Compared with the control group, the PCT group had less frequent antibiotic-associated adverse effects (19.8% [n = 133] vs 28.1% [n = 193]; difference, −8.2%; 95% CI, −12.7% to −3.7%).

"In patients with LRTIs, a strategy of PCT guidance compared with standard guidelines resulted in similar rates of adverse outcomes, as well as lower rates of antibiotic exposure and antibiotic-associated adverse effects," the study authors write. "Particularly in countries with higher antibiotic prescription rates than Switzerland, PCT guidance will have substantial clinical and public health implications to reduce antibiotic exposure and associated risks of adverse effects and antibiotic resistance."

Limitations of this study include use of composite endpoints, the Hawthorne effect (physicians knowing they will be monitored may better adhere to guidelines), and spillover effect (the intervention with PCT testing may have affected antibiotic prescription patterns in the control group). In addition, the final decision to withhold or decrease antibiotic treatment was left to the discretion of the attending physician in both groups.

In an accompanying editorial, Donald M. Yealy, MD, from the University of Pittsburgh School of Medicine, and Michael J. Fine, MD, MSc, from the University of Pittsburgh Medical Center, both in Pennsylvania, discuss additional study limitations but suggest that the investigators "have charted the waters for more tailored management of LRTIs."

"In the future, an increasing number of such 'theragnostic' approaches are likely to be possible in which blood samples or tissue specimens can be used to quickly measure microbial fragments, circulating markers of organ stress and system responses, and genetic patterns that predict clinical outcomes, drug effectiveness, or both," Drs.
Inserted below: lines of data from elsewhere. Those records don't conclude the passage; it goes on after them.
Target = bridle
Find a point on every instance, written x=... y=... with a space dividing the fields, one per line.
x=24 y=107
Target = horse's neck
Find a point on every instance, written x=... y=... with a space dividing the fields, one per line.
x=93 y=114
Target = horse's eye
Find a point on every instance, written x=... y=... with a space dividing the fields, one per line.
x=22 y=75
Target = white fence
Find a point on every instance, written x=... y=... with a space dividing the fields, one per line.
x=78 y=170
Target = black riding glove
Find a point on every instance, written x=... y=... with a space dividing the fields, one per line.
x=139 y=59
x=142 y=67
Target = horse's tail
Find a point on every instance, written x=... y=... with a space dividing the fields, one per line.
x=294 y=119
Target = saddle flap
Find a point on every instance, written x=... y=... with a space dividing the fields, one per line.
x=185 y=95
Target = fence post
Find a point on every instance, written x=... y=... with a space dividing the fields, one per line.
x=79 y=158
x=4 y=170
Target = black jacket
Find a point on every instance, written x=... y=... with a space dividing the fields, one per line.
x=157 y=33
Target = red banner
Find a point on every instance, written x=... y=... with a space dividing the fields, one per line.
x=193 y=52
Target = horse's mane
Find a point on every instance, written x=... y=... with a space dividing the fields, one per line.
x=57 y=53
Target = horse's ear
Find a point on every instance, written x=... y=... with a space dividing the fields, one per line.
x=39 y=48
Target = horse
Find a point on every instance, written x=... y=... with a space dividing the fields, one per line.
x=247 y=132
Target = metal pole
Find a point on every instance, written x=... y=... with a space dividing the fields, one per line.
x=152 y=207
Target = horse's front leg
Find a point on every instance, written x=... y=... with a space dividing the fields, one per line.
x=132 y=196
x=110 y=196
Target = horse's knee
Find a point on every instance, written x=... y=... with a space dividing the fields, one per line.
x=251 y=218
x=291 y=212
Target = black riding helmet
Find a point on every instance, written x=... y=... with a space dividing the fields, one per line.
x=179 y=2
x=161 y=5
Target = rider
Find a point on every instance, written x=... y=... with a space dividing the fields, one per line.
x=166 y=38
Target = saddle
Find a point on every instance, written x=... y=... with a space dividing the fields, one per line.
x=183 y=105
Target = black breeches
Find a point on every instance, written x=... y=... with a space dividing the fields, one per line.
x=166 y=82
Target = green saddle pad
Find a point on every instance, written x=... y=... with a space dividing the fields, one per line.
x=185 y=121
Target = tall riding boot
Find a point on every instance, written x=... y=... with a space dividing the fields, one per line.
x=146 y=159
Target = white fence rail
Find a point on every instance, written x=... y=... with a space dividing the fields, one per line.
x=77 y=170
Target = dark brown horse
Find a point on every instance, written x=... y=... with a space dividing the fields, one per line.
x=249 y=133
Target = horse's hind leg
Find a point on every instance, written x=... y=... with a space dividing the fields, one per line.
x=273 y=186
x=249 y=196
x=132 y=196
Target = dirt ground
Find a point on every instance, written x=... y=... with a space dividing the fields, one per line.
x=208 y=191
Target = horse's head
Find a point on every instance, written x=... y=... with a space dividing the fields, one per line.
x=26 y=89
Yealy and Fine write. "PCT-guided care is an initial step toward such a tailored approach that could lead to more appropriate antibiotic therapy for patients with LRTI, while promoting antibiotic stewardship for the entire population."

This study was supported in part by the Swiss National Science Foundation; Santé Suisse; the Gottfried and Julia Bangerter-Rhyner-Foundation; the University Hospital Basel; the Medical University Clinic Liestal; the Medical Clinic Buergerspital Solothurn; the Cantonal Hospitals Muensterlingen, Aarau, and Lucerne; the Swiss Society for Internal Medicine; and University Hospital Basel.

BRAHMS Inc, the major maker of the PCT assay, provided all assay-related material, Kryptor machines if not already available onsite, and kits and maintenance required for 10,000 measurements related to the study.

Three of the study authors have received support from BRAHMS Inc. Dr. Yealy has conducted National Institutes of Health–funded research in which Brahms AG provided biomarker assays. The other study authors and Dr. Fine have disclosed no relevant financial relationships.